ABSTRACT

Gambella, the capital town of Gambella Peoples’ Region in western Ethiopia, has a lively local music production scene. Despite poor access to the latest technology and frequent power outages in the area, local musicians record new tracks regularly and share the audio files with their community. Some of the most popular genres these artists use include global Black genres, mainly hip-hop, reggae and Afrobeats. This chapter explores how artists from Gambella and bordering South Sudan intentionally and unintentionally adapt these genres according to the local aesthetics, personal experiences and concerns of their communities. Lyrically, artists adapt these genres to speak to the immediate concerns of their community, most notably advising towards Ethiopian patriotism and unity among ethnic groups in Gambella and South Sudan between whom relations are tense. The transnational associations with global Black genres make them convenient vehicles through which artists can speak across tense ethnic lines.
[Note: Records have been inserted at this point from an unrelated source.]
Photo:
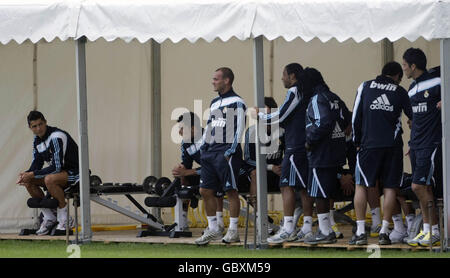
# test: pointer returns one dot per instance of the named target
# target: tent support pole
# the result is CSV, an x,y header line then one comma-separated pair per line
x,y
156,160
387,52
258,68
156,108
83,151
445,88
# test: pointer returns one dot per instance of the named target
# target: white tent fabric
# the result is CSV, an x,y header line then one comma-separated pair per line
x,y
21,20
206,19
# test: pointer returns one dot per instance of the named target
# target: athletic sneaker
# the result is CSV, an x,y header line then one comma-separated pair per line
x,y
221,230
62,224
415,241
358,240
279,237
320,238
435,240
397,237
231,236
383,239
208,236
272,229
46,227
339,235
375,231
301,236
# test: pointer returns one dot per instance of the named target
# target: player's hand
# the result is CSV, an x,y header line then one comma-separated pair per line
x,y
347,184
254,112
307,147
26,177
276,169
20,179
348,130
178,171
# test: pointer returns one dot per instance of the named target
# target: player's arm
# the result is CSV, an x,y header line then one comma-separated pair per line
x,y
357,116
321,121
291,101
56,145
36,163
250,149
240,127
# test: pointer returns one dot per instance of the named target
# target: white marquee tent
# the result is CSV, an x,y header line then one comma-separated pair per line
x,y
175,20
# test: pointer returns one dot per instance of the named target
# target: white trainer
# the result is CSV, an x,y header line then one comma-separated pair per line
x,y
397,237
231,236
208,236
279,237
46,227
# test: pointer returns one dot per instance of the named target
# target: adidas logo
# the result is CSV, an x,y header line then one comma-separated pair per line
x,y
422,107
337,132
387,87
382,103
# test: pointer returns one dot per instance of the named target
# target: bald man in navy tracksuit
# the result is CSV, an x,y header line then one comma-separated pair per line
x,y
327,117
221,155
377,131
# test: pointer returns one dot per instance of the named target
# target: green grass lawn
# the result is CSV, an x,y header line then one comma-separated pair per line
x,y
58,249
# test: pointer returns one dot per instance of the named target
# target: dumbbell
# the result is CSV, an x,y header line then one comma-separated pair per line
x,y
42,203
95,181
161,185
149,184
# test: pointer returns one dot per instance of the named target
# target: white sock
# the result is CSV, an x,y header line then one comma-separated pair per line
x,y
288,224
307,224
332,223
61,214
233,223
435,230
376,217
409,220
219,216
324,223
398,223
184,219
212,223
48,214
384,227
360,227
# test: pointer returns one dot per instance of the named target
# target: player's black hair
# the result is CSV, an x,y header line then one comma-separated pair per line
x,y
415,56
35,115
392,69
193,119
312,78
227,73
270,102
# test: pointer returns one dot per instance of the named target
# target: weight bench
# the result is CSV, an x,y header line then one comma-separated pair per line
x,y
171,194
47,202
99,189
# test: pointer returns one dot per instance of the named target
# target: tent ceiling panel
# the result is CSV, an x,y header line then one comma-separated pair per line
x,y
176,20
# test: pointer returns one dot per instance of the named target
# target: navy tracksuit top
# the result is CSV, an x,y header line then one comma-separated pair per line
x,y
327,117
377,113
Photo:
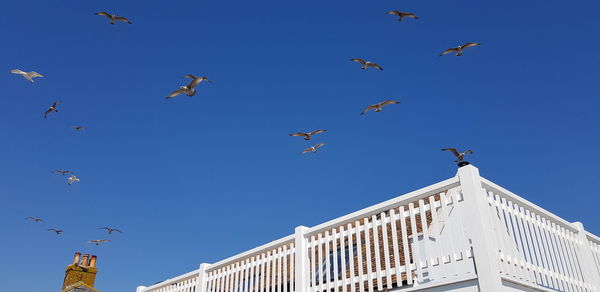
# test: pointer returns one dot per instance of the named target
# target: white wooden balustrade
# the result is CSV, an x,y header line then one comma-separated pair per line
x,y
464,232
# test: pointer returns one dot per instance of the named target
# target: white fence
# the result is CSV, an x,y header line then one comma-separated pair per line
x,y
461,229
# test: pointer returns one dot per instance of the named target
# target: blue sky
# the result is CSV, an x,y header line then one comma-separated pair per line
x,y
193,180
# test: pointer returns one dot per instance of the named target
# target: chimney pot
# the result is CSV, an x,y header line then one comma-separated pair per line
x,y
93,261
76,258
84,261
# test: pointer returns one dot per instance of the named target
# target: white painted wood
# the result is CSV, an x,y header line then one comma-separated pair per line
x,y
484,249
360,258
386,250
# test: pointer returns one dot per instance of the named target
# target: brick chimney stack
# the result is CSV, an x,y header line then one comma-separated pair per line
x,y
79,272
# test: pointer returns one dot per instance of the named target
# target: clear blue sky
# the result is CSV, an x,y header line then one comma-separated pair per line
x,y
197,180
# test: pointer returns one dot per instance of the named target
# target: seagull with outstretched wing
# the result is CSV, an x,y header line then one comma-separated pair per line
x,y
402,14
378,106
113,18
366,64
308,134
458,50
459,156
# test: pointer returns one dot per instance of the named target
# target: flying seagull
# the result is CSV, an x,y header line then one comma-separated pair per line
x,y
78,128
35,219
313,149
366,64
72,179
113,18
459,49
402,14
307,135
111,230
459,156
98,241
27,75
379,106
57,231
52,108
63,172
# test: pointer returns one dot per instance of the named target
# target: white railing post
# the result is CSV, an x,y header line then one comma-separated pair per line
x,y
301,259
202,275
586,259
479,231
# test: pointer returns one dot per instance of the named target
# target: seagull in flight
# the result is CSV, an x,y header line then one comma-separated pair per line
x,y
34,219
459,156
27,75
52,108
313,149
402,14
57,231
458,50
366,64
111,230
308,134
379,106
98,241
72,179
113,18
63,172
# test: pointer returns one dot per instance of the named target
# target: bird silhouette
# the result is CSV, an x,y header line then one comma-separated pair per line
x,y
113,18
459,156
57,231
110,230
52,108
402,14
459,49
379,106
27,75
308,134
366,64
313,149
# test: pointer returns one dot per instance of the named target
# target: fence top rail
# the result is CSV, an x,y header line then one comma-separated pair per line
x,y
524,203
592,237
384,206
253,252
177,279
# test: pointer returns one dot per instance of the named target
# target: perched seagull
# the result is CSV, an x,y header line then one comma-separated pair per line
x,y
459,49
111,230
63,172
459,156
78,128
195,80
57,231
313,149
27,75
113,18
402,14
52,108
182,89
366,64
98,241
379,106
307,135
72,179
35,219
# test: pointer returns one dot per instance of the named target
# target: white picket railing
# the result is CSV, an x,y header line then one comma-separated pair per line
x,y
461,229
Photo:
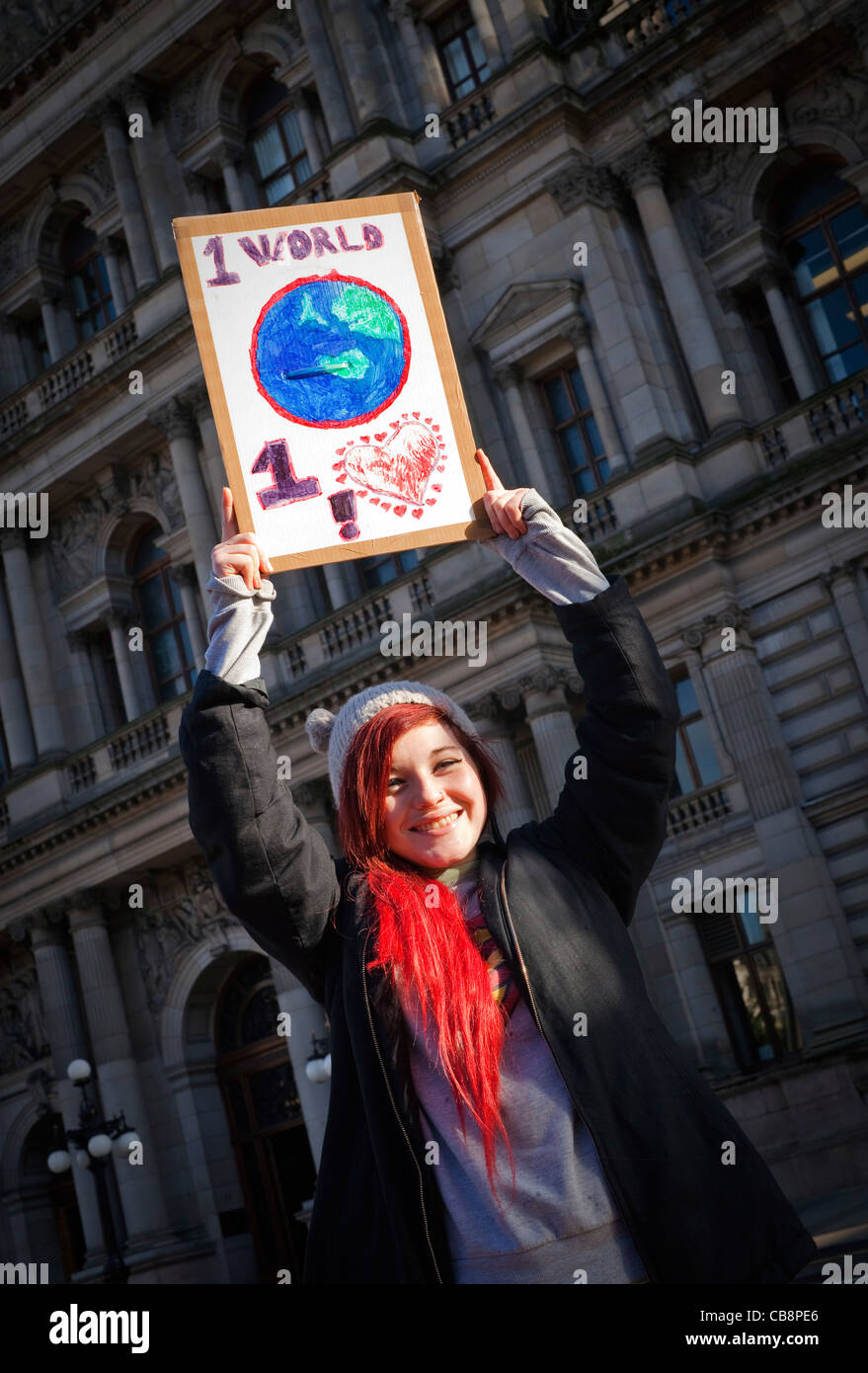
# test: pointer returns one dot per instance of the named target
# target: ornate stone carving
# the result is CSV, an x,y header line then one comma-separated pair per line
x,y
182,908
24,1037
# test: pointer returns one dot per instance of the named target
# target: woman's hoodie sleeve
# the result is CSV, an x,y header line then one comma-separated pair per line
x,y
611,812
271,866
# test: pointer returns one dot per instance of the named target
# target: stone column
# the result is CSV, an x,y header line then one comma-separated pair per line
x,y
329,84
510,380
11,356
552,728
842,583
482,20
179,427
91,711
139,1185
780,310
151,173
422,58
189,587
67,1038
811,935
516,805
232,184
305,1019
129,198
119,647
32,651
309,134
48,299
109,249
13,695
579,334
643,171
358,48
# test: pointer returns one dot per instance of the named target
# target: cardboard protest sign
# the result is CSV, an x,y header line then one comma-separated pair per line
x,y
331,379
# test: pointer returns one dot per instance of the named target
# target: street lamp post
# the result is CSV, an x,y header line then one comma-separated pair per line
x,y
94,1141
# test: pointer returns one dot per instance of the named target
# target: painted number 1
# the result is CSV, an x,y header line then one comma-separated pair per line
x,y
275,458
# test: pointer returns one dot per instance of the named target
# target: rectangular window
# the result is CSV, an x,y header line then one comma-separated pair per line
x,y
750,985
460,51
575,429
695,758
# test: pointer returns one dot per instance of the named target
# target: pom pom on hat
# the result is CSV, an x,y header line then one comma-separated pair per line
x,y
319,725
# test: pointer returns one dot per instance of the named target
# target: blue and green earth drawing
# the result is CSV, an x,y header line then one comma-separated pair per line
x,y
330,351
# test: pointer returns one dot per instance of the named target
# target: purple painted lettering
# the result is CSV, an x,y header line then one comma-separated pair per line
x,y
298,243
214,249
320,238
348,247
275,458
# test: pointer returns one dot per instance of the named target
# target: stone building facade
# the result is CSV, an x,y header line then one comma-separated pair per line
x,y
671,331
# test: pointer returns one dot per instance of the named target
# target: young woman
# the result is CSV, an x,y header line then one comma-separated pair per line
x,y
506,1104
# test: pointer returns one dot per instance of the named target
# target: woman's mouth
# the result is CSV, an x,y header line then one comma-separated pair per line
x,y
434,827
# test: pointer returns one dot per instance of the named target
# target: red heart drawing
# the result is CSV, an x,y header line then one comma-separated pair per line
x,y
400,467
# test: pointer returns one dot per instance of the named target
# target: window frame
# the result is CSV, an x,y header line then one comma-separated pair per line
x,y
161,569
577,418
275,116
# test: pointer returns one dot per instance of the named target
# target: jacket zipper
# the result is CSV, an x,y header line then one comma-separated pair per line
x,y
538,1023
425,1218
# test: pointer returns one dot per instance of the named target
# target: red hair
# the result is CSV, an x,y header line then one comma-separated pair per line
x,y
421,942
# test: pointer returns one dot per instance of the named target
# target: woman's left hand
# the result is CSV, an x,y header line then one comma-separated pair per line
x,y
502,507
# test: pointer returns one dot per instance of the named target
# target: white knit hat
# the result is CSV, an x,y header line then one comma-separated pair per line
x,y
334,733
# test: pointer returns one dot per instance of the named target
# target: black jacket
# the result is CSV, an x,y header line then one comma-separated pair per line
x,y
559,895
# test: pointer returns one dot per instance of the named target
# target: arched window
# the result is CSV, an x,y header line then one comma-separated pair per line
x,y
575,429
460,51
695,758
825,236
275,141
158,601
376,571
87,281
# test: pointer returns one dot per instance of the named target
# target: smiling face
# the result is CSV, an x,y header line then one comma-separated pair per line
x,y
435,806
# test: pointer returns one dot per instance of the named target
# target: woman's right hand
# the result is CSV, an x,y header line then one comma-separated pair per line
x,y
238,553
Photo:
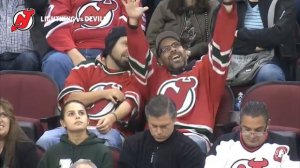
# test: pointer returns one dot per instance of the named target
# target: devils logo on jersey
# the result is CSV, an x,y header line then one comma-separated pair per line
x,y
97,14
279,152
103,106
245,163
182,91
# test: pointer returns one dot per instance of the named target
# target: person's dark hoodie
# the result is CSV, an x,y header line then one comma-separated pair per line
x,y
92,148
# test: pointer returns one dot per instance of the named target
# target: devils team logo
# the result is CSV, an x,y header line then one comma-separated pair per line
x,y
182,90
245,163
23,20
97,14
103,106
279,152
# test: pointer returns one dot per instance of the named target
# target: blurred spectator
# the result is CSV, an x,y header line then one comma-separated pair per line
x,y
152,5
161,146
77,143
107,88
16,47
76,30
191,20
254,145
256,41
16,149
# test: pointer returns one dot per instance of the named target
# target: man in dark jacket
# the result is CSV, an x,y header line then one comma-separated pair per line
x,y
161,146
255,39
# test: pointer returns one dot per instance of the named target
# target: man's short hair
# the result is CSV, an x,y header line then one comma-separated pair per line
x,y
160,105
255,109
162,36
83,162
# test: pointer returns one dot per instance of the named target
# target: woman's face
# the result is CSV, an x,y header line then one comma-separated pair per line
x,y
75,118
4,123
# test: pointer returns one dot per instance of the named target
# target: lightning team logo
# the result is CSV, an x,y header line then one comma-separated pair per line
x,y
23,20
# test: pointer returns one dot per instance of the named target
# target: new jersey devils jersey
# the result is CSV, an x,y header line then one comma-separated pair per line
x,y
230,152
197,92
90,77
82,23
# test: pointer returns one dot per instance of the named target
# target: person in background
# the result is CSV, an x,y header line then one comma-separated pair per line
x,y
161,146
197,92
78,143
254,145
16,47
191,20
16,149
83,163
106,88
80,39
255,40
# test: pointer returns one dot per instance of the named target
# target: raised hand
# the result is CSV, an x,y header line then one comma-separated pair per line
x,y
133,8
105,124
The author cautions how Western scholars should avoid mapping a political Black consciousness onto people from other parts of the world who have different lived experiences, as comments regarding Black musical genres and racial solidarity were quite rare at the time of her fieldwork (2016−2019). She shows that artists who have travelled to other African countries or the United States were more likely to talk about hip-hop in relation to Blackness than artists who have spent most of their lives in Gambella, and concludes that the significance and meanings of these music genres are multiple, contingent, and subject to change based on current circumstances.